Native Instruments has tweaked their Elektrik Piano, finally adding Universal Binary support for Intel Macs. Unlike the Vokator and Spektral Delay updates, though, there are some new features for everyone to enjoy. The samples are the same, but everything else has gotten an update:
- Kontakt 2 Engine: EP now supports the excellent KONTAKT sampling engine. I’ve talked to several sound designers who feel this really is the best sampling engine around, so it’ll be great spending some time with the reworked EP to see how it performs.
- New Models: New impulse-response room and cabinet simulations.
- Mod FX: The mod wheel now controls new tremolo effects (A200, MK1, MK2), and wah (E7), and the E7 adds a “sound” knob that cycles through parameters, plus a damper mechanism model (via the sustain pedal).
- Performance settings: Set dynamic range and randomize velocity, volume, and pitch.

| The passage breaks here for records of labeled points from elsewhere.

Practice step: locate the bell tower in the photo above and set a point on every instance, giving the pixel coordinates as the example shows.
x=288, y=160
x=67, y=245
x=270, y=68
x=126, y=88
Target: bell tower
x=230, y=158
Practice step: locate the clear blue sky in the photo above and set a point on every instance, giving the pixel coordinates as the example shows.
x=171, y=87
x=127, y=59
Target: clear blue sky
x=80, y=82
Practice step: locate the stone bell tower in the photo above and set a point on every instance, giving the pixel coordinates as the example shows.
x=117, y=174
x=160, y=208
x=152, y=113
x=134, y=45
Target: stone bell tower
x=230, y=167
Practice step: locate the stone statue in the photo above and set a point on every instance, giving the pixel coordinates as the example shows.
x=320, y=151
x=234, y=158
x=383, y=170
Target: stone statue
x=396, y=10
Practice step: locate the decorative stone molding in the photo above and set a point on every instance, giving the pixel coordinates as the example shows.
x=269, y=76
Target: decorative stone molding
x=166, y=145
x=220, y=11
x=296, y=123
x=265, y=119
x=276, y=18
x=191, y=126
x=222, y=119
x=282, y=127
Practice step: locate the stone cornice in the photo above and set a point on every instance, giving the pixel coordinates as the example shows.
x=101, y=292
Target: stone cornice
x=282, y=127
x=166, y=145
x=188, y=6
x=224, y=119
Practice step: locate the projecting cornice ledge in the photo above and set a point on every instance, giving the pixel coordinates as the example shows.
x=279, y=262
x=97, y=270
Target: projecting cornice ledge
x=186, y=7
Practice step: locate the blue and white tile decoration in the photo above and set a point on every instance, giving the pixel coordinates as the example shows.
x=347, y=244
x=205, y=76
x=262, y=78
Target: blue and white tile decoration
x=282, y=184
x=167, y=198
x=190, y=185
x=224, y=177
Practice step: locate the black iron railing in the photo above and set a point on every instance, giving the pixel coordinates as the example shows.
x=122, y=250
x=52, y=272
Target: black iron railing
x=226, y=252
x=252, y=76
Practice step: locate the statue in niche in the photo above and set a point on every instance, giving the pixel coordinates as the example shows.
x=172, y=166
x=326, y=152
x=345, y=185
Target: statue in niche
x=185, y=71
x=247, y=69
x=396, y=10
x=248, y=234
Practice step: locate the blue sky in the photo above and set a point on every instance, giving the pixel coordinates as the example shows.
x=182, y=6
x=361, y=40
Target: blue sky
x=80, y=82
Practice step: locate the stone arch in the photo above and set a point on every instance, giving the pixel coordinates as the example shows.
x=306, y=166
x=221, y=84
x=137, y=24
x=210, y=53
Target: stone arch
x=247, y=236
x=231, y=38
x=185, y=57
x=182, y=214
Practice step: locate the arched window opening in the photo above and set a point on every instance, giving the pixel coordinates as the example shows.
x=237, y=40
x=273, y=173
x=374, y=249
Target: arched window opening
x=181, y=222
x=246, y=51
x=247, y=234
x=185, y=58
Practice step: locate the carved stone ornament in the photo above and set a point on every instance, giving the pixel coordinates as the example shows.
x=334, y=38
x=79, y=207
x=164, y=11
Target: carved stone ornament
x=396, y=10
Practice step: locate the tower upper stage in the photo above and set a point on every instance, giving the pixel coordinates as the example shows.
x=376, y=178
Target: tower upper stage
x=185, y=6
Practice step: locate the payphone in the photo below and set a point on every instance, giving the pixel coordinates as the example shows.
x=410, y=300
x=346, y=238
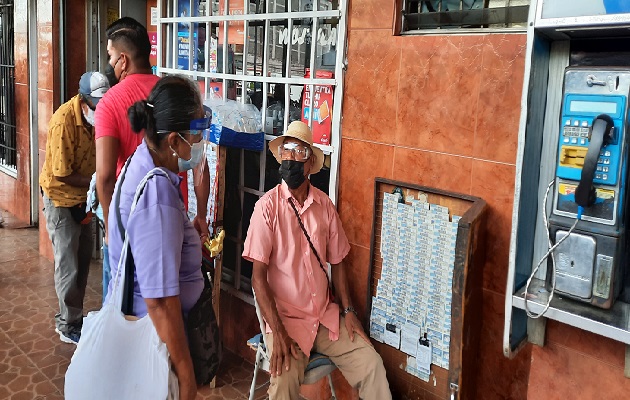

I still generally prefer modeling these components to randomizing them with recorded samples, but I’m interested to see how this works — and even how abusing it could create some new hybrid presets.
- New voice allocation: Reduces CPU usage and, says NI, better models mechanical instruments.
- 16 new presets: 16 new “authentic instruments” presets have been designed around the new modeling features.
That’s the good news. The bad news is, the new engine will mean losing your old presets and performance settings, so you will have to rework those. Fortunately, it’s an affordable update with lots of stuff inside (just about EP 2.0, really), at EUR/USD 25 (if you registered before 9/12/06) and free otherwise.